US v. Hairston: Hairston was charged with 31 separate offenses, including 14 felon-in-possession charges and 8 924(c) charges. He entered into a plea agreement by which he pleaded guilty to two of the 924(c) charges, with the other six dismissed, and all the other offenses. The parties agreed that with the application of the 924(c) mandatory sentences, he was subject to a term of at least 30 years in prison. However, prior to sentencing it was discovered that Hairston qualified as an Armed Career Criminal, which subjected him to a term of at least 45 years in prison (30 years on the 924(c) charges plus 15 for any of the felon-in-possession charges). At sentencing, the Government admitted that the parties "overlooked" the possibility of the ACCA applying. Hairston himself objected to a 45-year sentence and asked to withdraw his plea. The district court denied the motion, noting that Hairston was never promised he would only receive a 30-year sentence and that his Guideline range on the various offenses, without taking the ACCA into account, was 168-210 months. Therefore, any confusion about the potential sentence was "not significant."

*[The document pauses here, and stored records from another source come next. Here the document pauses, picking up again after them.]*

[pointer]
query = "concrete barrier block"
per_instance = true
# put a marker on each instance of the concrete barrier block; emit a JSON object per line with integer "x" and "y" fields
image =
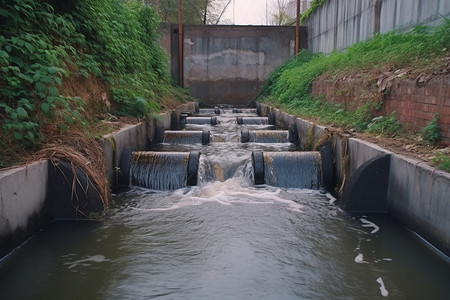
{"x": 420, "y": 196}
{"x": 367, "y": 188}
{"x": 360, "y": 151}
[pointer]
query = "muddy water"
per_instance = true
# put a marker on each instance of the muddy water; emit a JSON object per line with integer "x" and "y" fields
{"x": 226, "y": 239}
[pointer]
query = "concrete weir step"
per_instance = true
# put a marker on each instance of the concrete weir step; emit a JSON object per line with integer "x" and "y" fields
{"x": 187, "y": 137}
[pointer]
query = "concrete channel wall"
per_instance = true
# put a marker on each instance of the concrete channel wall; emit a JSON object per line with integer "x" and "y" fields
{"x": 229, "y": 64}
{"x": 27, "y": 200}
{"x": 340, "y": 23}
{"x": 416, "y": 194}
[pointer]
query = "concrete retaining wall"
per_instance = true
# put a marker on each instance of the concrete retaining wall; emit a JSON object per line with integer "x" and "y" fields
{"x": 23, "y": 206}
{"x": 25, "y": 196}
{"x": 229, "y": 64}
{"x": 340, "y": 23}
{"x": 417, "y": 194}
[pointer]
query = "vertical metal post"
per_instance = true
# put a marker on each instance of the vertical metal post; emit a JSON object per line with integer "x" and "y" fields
{"x": 297, "y": 28}
{"x": 180, "y": 43}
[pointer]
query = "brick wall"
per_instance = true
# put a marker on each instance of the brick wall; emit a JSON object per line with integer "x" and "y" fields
{"x": 414, "y": 106}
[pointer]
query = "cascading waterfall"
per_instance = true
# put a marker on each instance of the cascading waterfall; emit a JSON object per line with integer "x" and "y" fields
{"x": 293, "y": 169}
{"x": 227, "y": 159}
{"x": 159, "y": 170}
{"x": 265, "y": 136}
{"x": 252, "y": 120}
{"x": 186, "y": 137}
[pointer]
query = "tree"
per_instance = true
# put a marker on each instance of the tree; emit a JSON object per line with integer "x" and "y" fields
{"x": 194, "y": 11}
{"x": 284, "y": 12}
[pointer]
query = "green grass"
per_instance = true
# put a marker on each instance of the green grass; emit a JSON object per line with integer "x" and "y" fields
{"x": 441, "y": 161}
{"x": 289, "y": 87}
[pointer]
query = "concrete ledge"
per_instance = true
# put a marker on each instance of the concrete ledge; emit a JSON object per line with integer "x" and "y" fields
{"x": 29, "y": 194}
{"x": 417, "y": 196}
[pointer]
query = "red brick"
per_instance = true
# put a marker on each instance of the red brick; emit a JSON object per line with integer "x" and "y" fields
{"x": 430, "y": 100}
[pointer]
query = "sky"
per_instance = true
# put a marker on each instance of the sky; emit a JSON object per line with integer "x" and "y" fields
{"x": 247, "y": 12}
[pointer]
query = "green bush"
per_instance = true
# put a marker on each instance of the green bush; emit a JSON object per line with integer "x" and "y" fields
{"x": 114, "y": 40}
{"x": 432, "y": 132}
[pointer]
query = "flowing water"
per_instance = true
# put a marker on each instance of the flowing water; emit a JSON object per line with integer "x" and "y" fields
{"x": 226, "y": 239}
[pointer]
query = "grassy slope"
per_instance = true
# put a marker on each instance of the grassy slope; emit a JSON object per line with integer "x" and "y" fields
{"x": 289, "y": 87}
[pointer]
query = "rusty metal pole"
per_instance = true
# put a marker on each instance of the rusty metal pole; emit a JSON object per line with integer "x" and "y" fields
{"x": 297, "y": 29}
{"x": 180, "y": 43}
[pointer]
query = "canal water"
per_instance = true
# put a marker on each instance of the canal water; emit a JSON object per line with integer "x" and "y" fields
{"x": 226, "y": 238}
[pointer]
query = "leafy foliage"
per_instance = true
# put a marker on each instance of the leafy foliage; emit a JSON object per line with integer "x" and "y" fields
{"x": 442, "y": 161}
{"x": 432, "y": 132}
{"x": 41, "y": 41}
{"x": 32, "y": 69}
{"x": 315, "y": 4}
{"x": 194, "y": 11}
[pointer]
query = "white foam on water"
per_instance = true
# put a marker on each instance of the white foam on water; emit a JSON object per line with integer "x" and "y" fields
{"x": 331, "y": 198}
{"x": 87, "y": 261}
{"x": 383, "y": 290}
{"x": 227, "y": 193}
{"x": 359, "y": 259}
{"x": 367, "y": 223}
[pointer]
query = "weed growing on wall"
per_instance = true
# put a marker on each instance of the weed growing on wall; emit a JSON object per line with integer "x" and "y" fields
{"x": 432, "y": 132}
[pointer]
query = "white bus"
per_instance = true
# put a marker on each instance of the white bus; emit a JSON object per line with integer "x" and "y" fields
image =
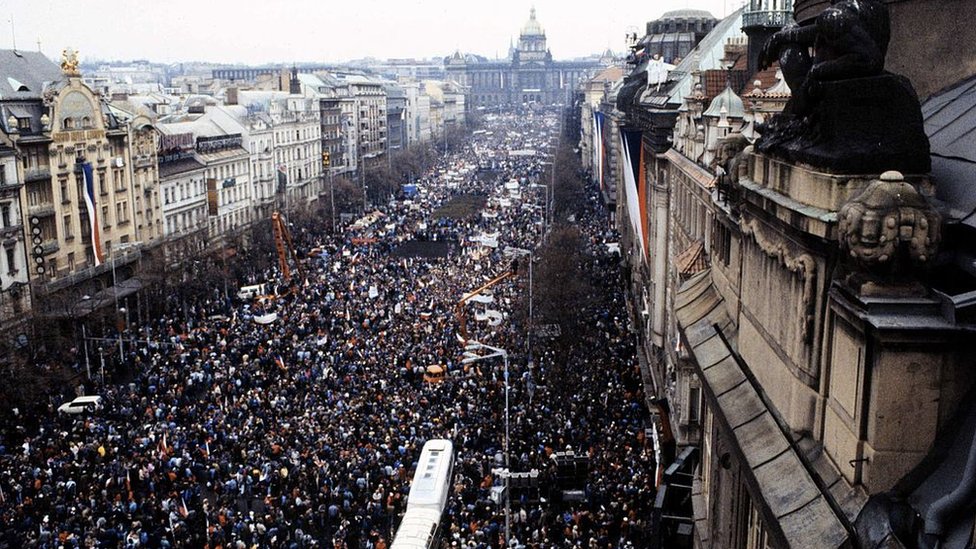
{"x": 431, "y": 485}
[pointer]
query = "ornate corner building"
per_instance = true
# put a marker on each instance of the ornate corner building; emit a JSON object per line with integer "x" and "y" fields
{"x": 797, "y": 227}
{"x": 85, "y": 184}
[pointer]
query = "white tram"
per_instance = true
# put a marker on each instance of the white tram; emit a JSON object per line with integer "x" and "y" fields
{"x": 431, "y": 485}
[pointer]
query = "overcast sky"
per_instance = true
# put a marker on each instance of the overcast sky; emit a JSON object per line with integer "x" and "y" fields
{"x": 321, "y": 30}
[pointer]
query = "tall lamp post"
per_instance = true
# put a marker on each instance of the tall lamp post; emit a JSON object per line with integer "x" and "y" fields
{"x": 470, "y": 356}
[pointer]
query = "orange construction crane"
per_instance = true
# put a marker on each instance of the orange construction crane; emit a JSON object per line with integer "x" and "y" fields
{"x": 285, "y": 247}
{"x": 459, "y": 310}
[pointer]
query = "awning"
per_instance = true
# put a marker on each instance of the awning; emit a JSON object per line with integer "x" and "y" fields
{"x": 785, "y": 487}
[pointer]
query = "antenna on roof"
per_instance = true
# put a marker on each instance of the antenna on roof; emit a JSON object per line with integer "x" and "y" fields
{"x": 13, "y": 34}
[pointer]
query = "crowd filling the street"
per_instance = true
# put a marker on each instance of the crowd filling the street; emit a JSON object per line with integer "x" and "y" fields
{"x": 297, "y": 419}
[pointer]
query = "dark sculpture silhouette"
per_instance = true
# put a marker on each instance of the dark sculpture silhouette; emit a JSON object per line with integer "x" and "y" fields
{"x": 846, "y": 113}
{"x": 849, "y": 40}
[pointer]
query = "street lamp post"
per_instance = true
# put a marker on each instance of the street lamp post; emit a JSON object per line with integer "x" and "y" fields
{"x": 471, "y": 356}
{"x": 332, "y": 196}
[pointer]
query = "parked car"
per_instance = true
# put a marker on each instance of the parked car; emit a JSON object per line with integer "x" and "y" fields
{"x": 79, "y": 405}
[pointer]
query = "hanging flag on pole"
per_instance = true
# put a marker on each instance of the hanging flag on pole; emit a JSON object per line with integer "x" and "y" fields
{"x": 89, "y": 185}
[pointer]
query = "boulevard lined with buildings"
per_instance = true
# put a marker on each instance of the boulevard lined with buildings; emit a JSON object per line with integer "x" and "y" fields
{"x": 186, "y": 168}
{"x": 796, "y": 240}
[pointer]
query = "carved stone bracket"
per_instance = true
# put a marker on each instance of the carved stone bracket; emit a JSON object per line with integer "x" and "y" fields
{"x": 889, "y": 228}
{"x": 802, "y": 264}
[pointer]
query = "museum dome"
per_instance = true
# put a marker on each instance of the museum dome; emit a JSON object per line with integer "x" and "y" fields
{"x": 532, "y": 27}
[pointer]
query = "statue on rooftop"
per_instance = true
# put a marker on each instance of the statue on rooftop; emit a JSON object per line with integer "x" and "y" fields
{"x": 846, "y": 114}
{"x": 69, "y": 62}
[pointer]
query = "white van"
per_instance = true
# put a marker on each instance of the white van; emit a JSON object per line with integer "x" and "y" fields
{"x": 89, "y": 403}
{"x": 250, "y": 292}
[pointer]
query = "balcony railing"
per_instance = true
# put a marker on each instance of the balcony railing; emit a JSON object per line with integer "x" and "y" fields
{"x": 41, "y": 210}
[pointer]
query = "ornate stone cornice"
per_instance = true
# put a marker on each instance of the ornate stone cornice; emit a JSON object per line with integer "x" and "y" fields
{"x": 802, "y": 264}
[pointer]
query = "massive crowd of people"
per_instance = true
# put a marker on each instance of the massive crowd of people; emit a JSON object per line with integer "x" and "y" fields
{"x": 304, "y": 431}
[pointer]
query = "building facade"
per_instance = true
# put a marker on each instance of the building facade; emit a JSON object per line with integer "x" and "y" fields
{"x": 787, "y": 359}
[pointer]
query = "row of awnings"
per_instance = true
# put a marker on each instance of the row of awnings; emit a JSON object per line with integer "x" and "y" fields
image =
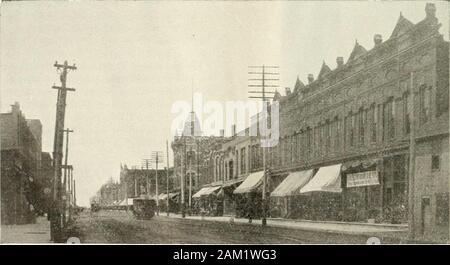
{"x": 326, "y": 179}
{"x": 205, "y": 191}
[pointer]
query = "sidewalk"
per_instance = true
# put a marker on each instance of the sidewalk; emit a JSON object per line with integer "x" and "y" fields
{"x": 38, "y": 233}
{"x": 397, "y": 231}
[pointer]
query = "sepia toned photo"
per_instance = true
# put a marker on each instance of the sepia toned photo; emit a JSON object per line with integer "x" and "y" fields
{"x": 224, "y": 122}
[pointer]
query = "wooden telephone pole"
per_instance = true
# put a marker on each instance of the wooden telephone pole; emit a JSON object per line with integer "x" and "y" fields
{"x": 66, "y": 171}
{"x": 261, "y": 70}
{"x": 56, "y": 225}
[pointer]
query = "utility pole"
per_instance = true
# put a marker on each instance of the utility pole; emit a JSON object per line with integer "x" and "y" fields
{"x": 263, "y": 85}
{"x": 66, "y": 170}
{"x": 147, "y": 162}
{"x": 167, "y": 176}
{"x": 156, "y": 158}
{"x": 190, "y": 180}
{"x": 56, "y": 225}
{"x": 412, "y": 160}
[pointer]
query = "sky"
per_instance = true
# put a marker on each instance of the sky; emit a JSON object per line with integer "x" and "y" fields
{"x": 136, "y": 59}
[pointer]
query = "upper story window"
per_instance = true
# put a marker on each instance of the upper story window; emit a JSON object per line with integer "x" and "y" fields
{"x": 406, "y": 113}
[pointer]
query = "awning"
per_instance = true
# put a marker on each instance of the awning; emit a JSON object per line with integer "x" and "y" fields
{"x": 327, "y": 179}
{"x": 124, "y": 201}
{"x": 292, "y": 184}
{"x": 250, "y": 183}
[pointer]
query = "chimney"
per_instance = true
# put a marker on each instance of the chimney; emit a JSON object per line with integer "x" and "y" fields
{"x": 377, "y": 39}
{"x": 310, "y": 78}
{"x": 430, "y": 10}
{"x": 340, "y": 61}
{"x": 288, "y": 91}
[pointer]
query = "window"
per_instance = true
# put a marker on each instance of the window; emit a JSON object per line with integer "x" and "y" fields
{"x": 435, "y": 163}
{"x": 327, "y": 136}
{"x": 388, "y": 119}
{"x": 406, "y": 113}
{"x": 345, "y": 131}
{"x": 380, "y": 123}
{"x": 237, "y": 162}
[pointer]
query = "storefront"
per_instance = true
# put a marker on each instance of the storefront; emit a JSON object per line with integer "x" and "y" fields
{"x": 248, "y": 201}
{"x": 286, "y": 200}
{"x": 325, "y": 194}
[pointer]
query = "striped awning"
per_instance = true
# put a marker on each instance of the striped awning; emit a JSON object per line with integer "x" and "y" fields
{"x": 327, "y": 179}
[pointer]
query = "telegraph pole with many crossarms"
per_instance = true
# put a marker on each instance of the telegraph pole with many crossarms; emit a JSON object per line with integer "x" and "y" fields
{"x": 56, "y": 216}
{"x": 263, "y": 85}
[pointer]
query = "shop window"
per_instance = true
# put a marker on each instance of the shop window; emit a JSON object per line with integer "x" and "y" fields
{"x": 361, "y": 124}
{"x": 442, "y": 210}
{"x": 435, "y": 163}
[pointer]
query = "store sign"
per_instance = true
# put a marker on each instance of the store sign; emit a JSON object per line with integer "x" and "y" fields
{"x": 361, "y": 179}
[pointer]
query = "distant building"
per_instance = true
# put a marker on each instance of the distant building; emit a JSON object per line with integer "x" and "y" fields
{"x": 20, "y": 165}
{"x": 350, "y": 129}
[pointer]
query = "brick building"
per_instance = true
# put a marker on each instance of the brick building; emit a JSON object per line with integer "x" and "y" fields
{"x": 20, "y": 166}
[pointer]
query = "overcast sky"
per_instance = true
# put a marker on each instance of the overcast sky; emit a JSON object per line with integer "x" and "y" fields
{"x": 135, "y": 59}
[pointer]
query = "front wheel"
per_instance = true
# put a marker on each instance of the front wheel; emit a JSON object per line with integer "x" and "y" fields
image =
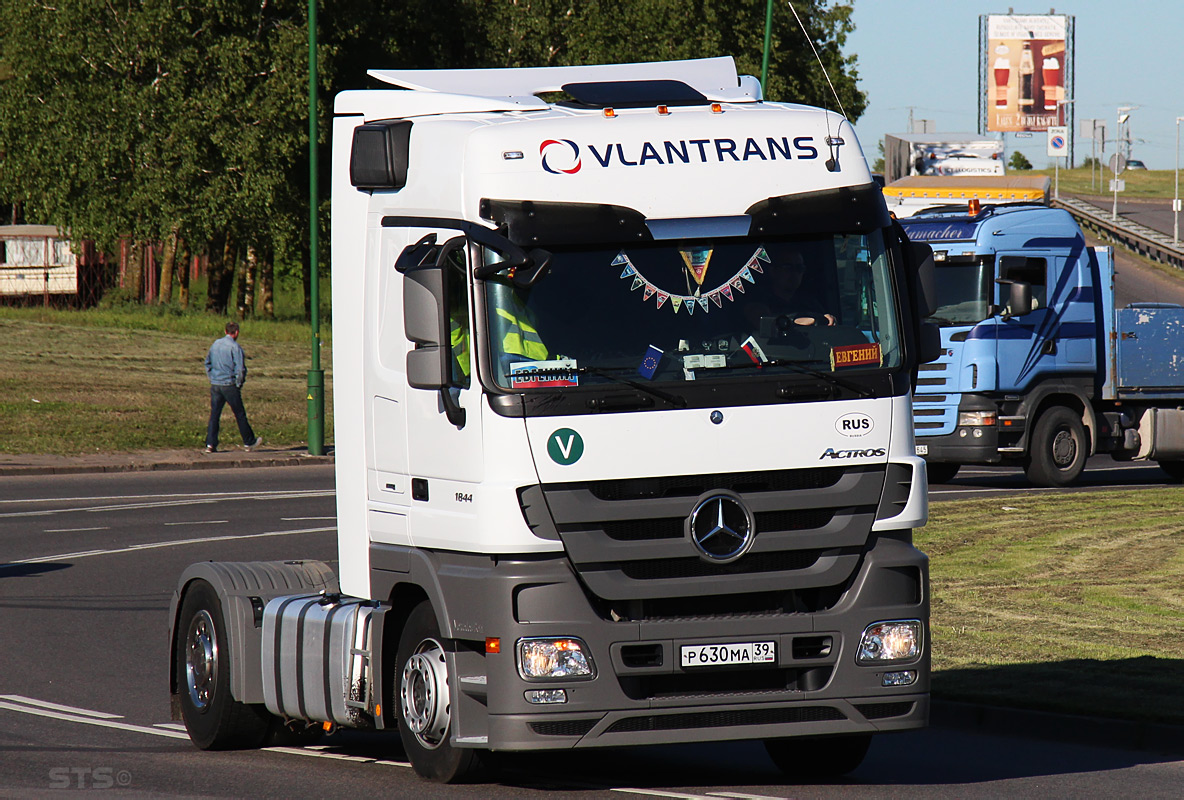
{"x": 1175, "y": 470}
{"x": 1057, "y": 449}
{"x": 425, "y": 703}
{"x": 821, "y": 757}
{"x": 213, "y": 718}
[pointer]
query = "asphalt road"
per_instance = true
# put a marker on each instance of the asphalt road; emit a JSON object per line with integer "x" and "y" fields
{"x": 91, "y": 563}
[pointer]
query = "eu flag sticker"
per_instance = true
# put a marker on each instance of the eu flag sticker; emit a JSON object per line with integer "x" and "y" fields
{"x": 650, "y": 363}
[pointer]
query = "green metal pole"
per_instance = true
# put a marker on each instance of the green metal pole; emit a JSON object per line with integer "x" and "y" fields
{"x": 769, "y": 40}
{"x": 315, "y": 374}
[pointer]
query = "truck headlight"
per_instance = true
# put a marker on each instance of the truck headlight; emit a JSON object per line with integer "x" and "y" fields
{"x": 976, "y": 418}
{"x": 549, "y": 658}
{"x": 899, "y": 640}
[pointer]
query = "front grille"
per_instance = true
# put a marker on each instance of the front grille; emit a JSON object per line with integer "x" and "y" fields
{"x": 725, "y": 718}
{"x": 722, "y": 684}
{"x": 885, "y": 710}
{"x": 693, "y": 485}
{"x": 564, "y": 727}
{"x": 626, "y": 539}
{"x": 695, "y": 567}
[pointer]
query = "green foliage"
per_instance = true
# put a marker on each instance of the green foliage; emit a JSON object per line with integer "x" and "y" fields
{"x": 152, "y": 117}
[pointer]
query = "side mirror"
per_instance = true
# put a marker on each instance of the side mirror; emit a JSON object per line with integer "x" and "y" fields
{"x": 921, "y": 256}
{"x": 425, "y": 322}
{"x": 931, "y": 342}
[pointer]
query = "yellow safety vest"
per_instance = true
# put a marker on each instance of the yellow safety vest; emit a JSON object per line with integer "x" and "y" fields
{"x": 522, "y": 339}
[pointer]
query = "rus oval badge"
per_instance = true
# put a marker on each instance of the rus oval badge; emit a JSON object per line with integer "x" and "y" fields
{"x": 854, "y": 425}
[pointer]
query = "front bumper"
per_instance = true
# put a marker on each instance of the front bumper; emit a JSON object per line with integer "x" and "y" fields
{"x": 642, "y": 695}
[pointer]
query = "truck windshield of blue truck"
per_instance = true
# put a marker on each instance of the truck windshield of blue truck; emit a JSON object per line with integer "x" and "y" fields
{"x": 735, "y": 309}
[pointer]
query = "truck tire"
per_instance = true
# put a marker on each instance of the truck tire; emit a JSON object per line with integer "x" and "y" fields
{"x": 213, "y": 718}
{"x": 425, "y": 709}
{"x": 941, "y": 471}
{"x": 818, "y": 757}
{"x": 1175, "y": 470}
{"x": 1057, "y": 449}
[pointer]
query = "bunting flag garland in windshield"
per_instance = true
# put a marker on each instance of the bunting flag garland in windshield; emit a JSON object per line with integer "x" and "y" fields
{"x": 692, "y": 302}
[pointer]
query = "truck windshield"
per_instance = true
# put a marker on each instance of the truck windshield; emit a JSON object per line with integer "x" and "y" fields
{"x": 674, "y": 311}
{"x": 962, "y": 294}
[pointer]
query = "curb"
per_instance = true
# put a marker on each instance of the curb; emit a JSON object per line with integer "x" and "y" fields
{"x": 1073, "y": 729}
{"x": 200, "y": 462}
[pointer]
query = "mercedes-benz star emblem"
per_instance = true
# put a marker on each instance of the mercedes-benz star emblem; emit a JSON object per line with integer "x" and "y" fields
{"x": 721, "y": 527}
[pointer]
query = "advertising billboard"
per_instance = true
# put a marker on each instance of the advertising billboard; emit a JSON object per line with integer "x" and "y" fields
{"x": 1027, "y": 59}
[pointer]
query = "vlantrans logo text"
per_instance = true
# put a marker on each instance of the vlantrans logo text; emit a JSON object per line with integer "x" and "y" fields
{"x": 875, "y": 452}
{"x": 562, "y": 156}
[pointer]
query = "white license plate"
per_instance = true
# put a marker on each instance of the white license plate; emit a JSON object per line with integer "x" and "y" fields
{"x": 738, "y": 652}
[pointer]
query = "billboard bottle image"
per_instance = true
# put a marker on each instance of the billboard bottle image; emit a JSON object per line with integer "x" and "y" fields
{"x": 1027, "y": 70}
{"x": 1051, "y": 73}
{"x": 1002, "y": 75}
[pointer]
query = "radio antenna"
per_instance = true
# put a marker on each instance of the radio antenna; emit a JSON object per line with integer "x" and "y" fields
{"x": 832, "y": 142}
{"x": 810, "y": 40}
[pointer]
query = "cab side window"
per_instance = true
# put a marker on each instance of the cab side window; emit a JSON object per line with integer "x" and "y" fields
{"x": 458, "y": 320}
{"x": 1033, "y": 271}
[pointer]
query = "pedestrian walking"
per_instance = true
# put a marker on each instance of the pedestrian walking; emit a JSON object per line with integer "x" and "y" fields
{"x": 226, "y": 371}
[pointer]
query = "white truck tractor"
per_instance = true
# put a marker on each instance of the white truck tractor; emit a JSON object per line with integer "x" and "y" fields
{"x": 623, "y": 362}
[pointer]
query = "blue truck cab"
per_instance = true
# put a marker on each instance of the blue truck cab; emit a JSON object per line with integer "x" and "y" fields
{"x": 1037, "y": 367}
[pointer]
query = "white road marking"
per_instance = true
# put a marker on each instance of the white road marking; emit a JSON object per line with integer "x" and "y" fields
{"x": 56, "y": 707}
{"x": 155, "y": 546}
{"x": 168, "y": 501}
{"x": 91, "y": 721}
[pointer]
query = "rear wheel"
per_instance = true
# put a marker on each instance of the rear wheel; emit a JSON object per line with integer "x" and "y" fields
{"x": 1057, "y": 449}
{"x": 941, "y": 471}
{"x": 213, "y": 718}
{"x": 425, "y": 703}
{"x": 818, "y": 757}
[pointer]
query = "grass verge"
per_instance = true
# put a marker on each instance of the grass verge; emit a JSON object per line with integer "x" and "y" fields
{"x": 122, "y": 380}
{"x": 1140, "y": 184}
{"x": 1062, "y": 602}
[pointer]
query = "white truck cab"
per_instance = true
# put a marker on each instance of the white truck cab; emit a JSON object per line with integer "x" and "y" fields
{"x": 623, "y": 363}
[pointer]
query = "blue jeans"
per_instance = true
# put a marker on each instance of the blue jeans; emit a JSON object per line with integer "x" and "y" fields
{"x": 220, "y": 397}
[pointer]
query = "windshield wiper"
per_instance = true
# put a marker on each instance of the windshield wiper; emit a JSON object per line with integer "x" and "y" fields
{"x": 799, "y": 367}
{"x": 673, "y": 399}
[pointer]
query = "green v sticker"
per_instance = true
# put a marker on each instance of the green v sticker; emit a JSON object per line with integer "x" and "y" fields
{"x": 565, "y": 446}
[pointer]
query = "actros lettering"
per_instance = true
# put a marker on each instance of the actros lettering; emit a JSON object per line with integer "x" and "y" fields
{"x": 688, "y": 150}
{"x": 853, "y": 453}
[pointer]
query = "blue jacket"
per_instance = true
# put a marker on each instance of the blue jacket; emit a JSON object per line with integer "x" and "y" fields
{"x": 225, "y": 362}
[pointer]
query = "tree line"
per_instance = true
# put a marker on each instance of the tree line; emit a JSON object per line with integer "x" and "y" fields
{"x": 182, "y": 127}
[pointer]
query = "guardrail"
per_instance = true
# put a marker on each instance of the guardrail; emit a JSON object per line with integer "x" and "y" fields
{"x": 1141, "y": 239}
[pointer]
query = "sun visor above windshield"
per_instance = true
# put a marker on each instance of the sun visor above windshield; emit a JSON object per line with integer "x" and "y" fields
{"x": 845, "y": 210}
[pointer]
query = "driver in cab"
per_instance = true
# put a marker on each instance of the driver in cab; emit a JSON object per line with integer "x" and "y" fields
{"x": 787, "y": 297}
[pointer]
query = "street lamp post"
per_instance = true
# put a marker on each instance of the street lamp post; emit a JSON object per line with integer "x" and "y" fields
{"x": 1124, "y": 114}
{"x": 1056, "y": 162}
{"x": 1176, "y": 198}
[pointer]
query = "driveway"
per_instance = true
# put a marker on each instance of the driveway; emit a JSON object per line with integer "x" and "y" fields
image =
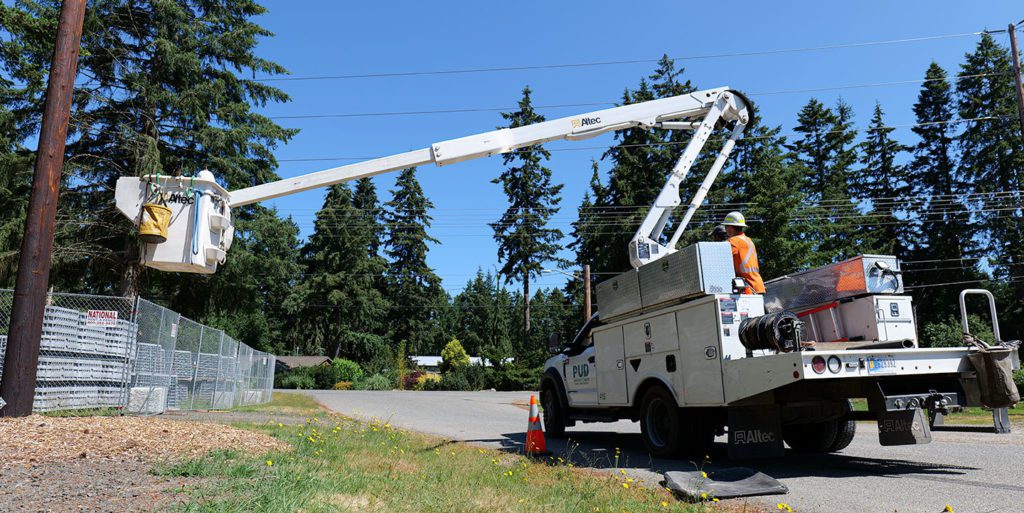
{"x": 973, "y": 471}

On appeal, the Fourth Circuit vacated and remanded. Hairston argued that the district court failed in not notifying him at the plea hearing that he could be subject to a 15-year term on the felon-in-possession charges. The Government conceded the error. The Fourth Circuit agreed, noting that while Rule 11 does not require courts to inform defendants of what Guideline range they might face, it does require notification of any applicable statutory ranges. Furthermore, the error was not harmless. Without the ACCA enhancement, the district court could have imposed a minimal non-Guideline sentence on the counts without mandatory minimum sentences, effectively sentencing Hairston to only(!) 30 years in prison. For a remedy, the Fourth Circuit vacated Hairston's guilty plea with respect to all counts, not just the felon-in-possession counts, as requested by the Government.